Halloween Review: Circus of the Dead by Seth Blackburn

Kindle edition: 32 Pages

Series: Short story standalone

Publisher: Seth Blackburn

Find on GoodReads

“Twenty years ago, the dead destroyed the world of the living. The survivors scattered in the wake of the Scourge, erecting small towns in the worlds’ most sparsely populated areas.

For young Gabriel, the walking dead are merely the memories that haunt the eyes of those old enough and lucky enough to have survived. He is more concerned with his hard life in America’s desert, where his chores keep him busy and the husks of books stashed beneath the cellar of the library are his only freedom.

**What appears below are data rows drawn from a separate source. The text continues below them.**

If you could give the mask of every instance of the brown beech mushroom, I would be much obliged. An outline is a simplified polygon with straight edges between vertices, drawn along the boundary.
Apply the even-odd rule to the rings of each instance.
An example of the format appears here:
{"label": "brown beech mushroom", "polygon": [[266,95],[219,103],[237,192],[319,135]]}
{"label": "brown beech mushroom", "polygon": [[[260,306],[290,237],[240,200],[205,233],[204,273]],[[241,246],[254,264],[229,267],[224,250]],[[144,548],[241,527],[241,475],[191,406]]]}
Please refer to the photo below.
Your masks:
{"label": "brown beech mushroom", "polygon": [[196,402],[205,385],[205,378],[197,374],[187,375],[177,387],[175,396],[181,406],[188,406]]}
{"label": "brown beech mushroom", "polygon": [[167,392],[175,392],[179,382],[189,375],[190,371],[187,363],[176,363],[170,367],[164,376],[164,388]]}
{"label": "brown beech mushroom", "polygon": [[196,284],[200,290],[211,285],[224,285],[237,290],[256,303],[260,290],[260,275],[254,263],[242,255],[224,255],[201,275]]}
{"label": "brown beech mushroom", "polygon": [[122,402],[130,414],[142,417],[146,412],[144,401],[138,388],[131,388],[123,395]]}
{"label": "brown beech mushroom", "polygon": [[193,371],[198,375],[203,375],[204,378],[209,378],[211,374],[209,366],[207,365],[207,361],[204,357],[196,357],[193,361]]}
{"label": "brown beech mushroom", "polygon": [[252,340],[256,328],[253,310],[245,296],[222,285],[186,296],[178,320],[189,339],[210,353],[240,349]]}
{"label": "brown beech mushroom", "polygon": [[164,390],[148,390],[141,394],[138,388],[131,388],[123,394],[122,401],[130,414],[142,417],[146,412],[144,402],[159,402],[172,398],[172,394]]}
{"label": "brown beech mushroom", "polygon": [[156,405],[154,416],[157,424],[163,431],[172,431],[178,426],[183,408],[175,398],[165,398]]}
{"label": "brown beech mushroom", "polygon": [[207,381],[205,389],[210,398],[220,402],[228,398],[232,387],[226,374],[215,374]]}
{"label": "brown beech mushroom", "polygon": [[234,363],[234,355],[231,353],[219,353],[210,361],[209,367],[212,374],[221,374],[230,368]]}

Until the circus comes to town.”

This short story, with its oddly unexpected HEA ending, is brilliant! Exceptional. *checks dictionary for other synonyms* Clever, genius, inventive, profound (oh, yes, it is), sharp, masterly. Okay, I think you got it.

A first person narrative, from the MC’s point of view, Circus of the Dead is about the survivors of the Scourge, the zombie apocalypse that destroyed the world, living a primitive life in a tiny, nameless town.

The town’s preacher, Rev. Joe, has taken upon himself the role of leader, preaching to the townsfolk teachings of the Bible, turning them into an almost cult-like community. They live a quiet, empty life until the circus comes to town.

When Fancy Man, as Gabe dubs him, invites  them to the circus with promises of showing them a living dead, he’s met with apprehension and hostility from most of the people, with Rev. Joe in front. His invitation, however, causes people to divide between those who are curious – mostly the young ones who’ve never seen a zombie – and those that are clearly against the circusfolk.

Gabe and his brother, Christopher, both under the age of 18, sneak into the middle of the night and go to the circus. In the middle of the night’s event, everything goes to hell. And that’s all I’m willing to say.

Blackburn’s writing is epic! Descriptive and detailed, the zombie scene and one other (that I will not name) are surprisingly chilling. His world-building is so good to the point where I can easily imagine this depressing,desert setting. He writes a sequence of events that I couldn’t predict, started by a twist I sure as heck didn’t see coming.

Every metaphor and comparison, every paragraph is building up to that one game-changer scene and it.is.great!

Seriously, how have I not heard of Blackburn until now? Such a smart, fantastic read.

To  makes things better, this is free on Smashwords so go get it! Now.